When there is no dispute that the underlying factual basis for the charges against defendant included an act of domestic violence and defendant is appropriately advised concerning the nature and consequences of his or her plea such that the placement of a domestic violence designation on the complaint will not alter defendant's understanding of the agreement, the appropriate remedy for the trial court's technical violation of subsection (3) is to remand the case to allow the prosecution to amend the complaint to include a domestic violence designation. People v. Campbell, 174 P.3d 860 (Colo. App. 2007).

Under 16-5-301 and subsection (7) of this section, in order to demand and receive a preliminary hearing, defendant must be charged with a class 4, 5, or 6 felony. Here, the substantive offense with which defendant was charged was a misdemeanor. People v. Garcia, 176 P.3d 872 (Colo. App. 2007), overruled in People v. Vanness, 2020 CO 18, 458 P.3d 901.

Under subsection (7), defendant could only stand convicted of a class 5 felony if first convicted of the misdemeanor and subsequently adjudged a habitual offender by the court. Because count one of the information did not charge defendant with a substantive felony offense requiring mandatory sentencing, the exception in 16-5-301 (1)(a) allowing for a preliminary hearing under such circumstances is inapplicable.
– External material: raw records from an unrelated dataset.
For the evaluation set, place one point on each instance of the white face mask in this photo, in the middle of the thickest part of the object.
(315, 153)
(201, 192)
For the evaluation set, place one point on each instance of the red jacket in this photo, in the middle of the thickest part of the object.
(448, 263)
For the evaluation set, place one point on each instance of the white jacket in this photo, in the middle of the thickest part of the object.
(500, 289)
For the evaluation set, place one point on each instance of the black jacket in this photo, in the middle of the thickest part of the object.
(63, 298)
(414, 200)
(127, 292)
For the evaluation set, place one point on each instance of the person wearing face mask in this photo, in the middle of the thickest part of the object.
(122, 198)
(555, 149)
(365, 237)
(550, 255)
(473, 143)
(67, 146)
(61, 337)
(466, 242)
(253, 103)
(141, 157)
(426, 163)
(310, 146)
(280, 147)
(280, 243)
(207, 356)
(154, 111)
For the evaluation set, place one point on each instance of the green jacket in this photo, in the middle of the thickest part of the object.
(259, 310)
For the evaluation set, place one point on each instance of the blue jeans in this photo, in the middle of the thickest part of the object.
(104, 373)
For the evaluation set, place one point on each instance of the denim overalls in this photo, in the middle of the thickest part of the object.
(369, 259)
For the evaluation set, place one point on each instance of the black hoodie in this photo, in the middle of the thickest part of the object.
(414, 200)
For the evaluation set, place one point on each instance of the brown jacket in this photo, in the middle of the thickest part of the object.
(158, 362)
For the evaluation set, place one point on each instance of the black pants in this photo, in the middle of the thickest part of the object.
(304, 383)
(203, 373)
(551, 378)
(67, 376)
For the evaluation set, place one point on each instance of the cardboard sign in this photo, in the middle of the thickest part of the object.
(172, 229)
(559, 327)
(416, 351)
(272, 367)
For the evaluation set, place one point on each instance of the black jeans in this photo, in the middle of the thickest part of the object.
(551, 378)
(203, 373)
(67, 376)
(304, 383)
People v. Garcia, 176 P.3d 872 (Colo. App. 2007), overruled in People v. Vanness, 2020 CO 18, 458 P.3d 901.

For the purpose of finding whether the defendant is a habitual domestic violence offender, the trier of fact must find whether prior offenses included an act of domestic violence, unless a statutory exception applies. People v. Ryan, 2022 COA 136, __ P.3d __.

The trial court erred in making the domestic violence finding for prior convictions, and the error required reversal. People v. Ryan, 2022 COA 136, __ P.3d __.

Because the requirements of subsection (7) permit a defendant to be convicted of a felony, the defendant must also be provided with felony procedural protections. Defendant was charged with misdemeanor counts as well as felony counts pursuant to the statute, which exposed defendant to a felony conviction and entitled defendant to be tried in accordance with felony trial procedures. People v. Vigil, 2013 COA 102, 328 P.3d 1066.

Where jury found that defendant violated a protection order, but the verdict did not reflect a finding of "coercion, control, punishment, intimidation, or revenge", defendant's aggravated sentencing under subsection (7) violated defendant's sixth amendment right to a jury trial under Apprendi v. New Jersey and Blakely v. Washington, 542 U.S. 296, (2004). People v. Jaso, 2014 COA 131, 347 P.3d 1174.